きしむウクライナ支援=穀物流入、農家が悲鳴―ポーランド 2024年06月01日 14時24分
ウクライナ西部と国境を接するポーランドの農家が、安価なウクライナ農産品の流入に悲鳴を上げている。ロシアのウクライナ侵攻を受け、欧州連合(EU)は2022年にウクライナ産の輸入関税を免除。だがこの経済支援策は、農家による国境封鎖など激しい抗議デモを招いた。
◇小麦価格が暴落
「国境を完全閉鎖するしかない」。広大な麦畑が広がるポーランド南東部フルビエシュフ。ウクライナとの国境近くで農業を営むマルチン・ビルゴスさん(40)は、ウクライナからトラックで運ばれてくる農産品の流入が止まらないことに怒りを隠さない。22年秋に国境付近でトラックの通行をトラクターで妨害する抗議を行った。

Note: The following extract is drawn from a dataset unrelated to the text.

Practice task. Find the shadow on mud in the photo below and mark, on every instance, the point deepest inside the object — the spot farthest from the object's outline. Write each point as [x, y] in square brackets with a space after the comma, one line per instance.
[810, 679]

ロシアはウクライナ侵攻直後に黒海を支配し、ウクライナ産穀物の海上輸送ルートを封鎖した。これを受け、EUはウクライナ産品が周辺加盟国を通り域外に輸出されるよう陸送ルートを確保。ポーランドには大量の農産品が入ってきた。
ワルシャワの研究機関によると、ポーランドのウクライナ産小麦とトウモロコシの輸入量は21年はほぼゼロだったが、22年は270万トンに急増。国内小麦価格は「戦争前に1トン=1450ズロチ(約5万8000円)だったが、戦争後は600ズロチ(約2万4000円)に暴落した」(農家)という。
全国農民組合・農業組織連盟のビラディスワフ・セラフィン代表は、農家の経営悪化を招いたのは「ポーランドがウクライナ産品の中継地という前提だったのに(滞留により)消費国になったためだ」と、EUや政府の対応を批判する。

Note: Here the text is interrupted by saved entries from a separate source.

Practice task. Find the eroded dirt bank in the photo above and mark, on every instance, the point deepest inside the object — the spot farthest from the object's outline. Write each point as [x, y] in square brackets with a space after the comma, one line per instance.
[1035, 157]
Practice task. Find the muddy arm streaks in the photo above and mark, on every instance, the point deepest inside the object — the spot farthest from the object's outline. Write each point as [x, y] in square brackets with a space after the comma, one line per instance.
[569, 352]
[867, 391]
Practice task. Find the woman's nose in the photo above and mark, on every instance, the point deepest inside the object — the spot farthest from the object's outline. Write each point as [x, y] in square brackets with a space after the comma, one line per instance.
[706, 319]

ウクライナ農産品はポーランドの約3倍もある農地で効率的に生産される。ポーランド農家が負担させられるEUの厳格な肥料規制などのコストは、非加盟国のウクライナには無関係だ。
黒海ルートが再開し、ポーランドに入るウクライナ産品は減ったものの、圧倒的な農業競争力を持つウクライナがEUに加盟すれば、勝ち目がないとの不安がポーランド農家を国境閉鎖抗議デモに駆り立てている。今年3月にはワルシャワでの大規模デモに発展。ロシアによる扇動を疑う見方もある。
◇「いつか」支援疲れ
EUは先に、ウクライナ産に対する輸入関税の一時免除措置を25年6月まで延長する一方、域内農家が打撃を受ける鶏肉や砂糖など、対象品目を広げて輸入急増時に緊急制限をかけられるようにした。農業規制も一部緩和し、農家に配慮した。
農家の収入を直撃した穀物価格の落ち込みは「ロシアの増産による国際相場の下落が主因」(ポーランド農業連盟のブロジャク会長)との分析もある。ポーランドのシェキェルスキ農業・農村開発相は「農家は抗議の理由を単純化している」として、農家による国境封鎖を認めない立場だ。
現在、農家の抗議活動は小康状態だ。ビルゴスさんは「今はウクライナへの『支援疲れ』という気持ちはないが、いつかは出てくる」と語る。EUやポーランド政府の対応は不十分だと感じており、農家は「6月に警告として何らかの行動を起こし、秋に大規模に行動する」とけん制している。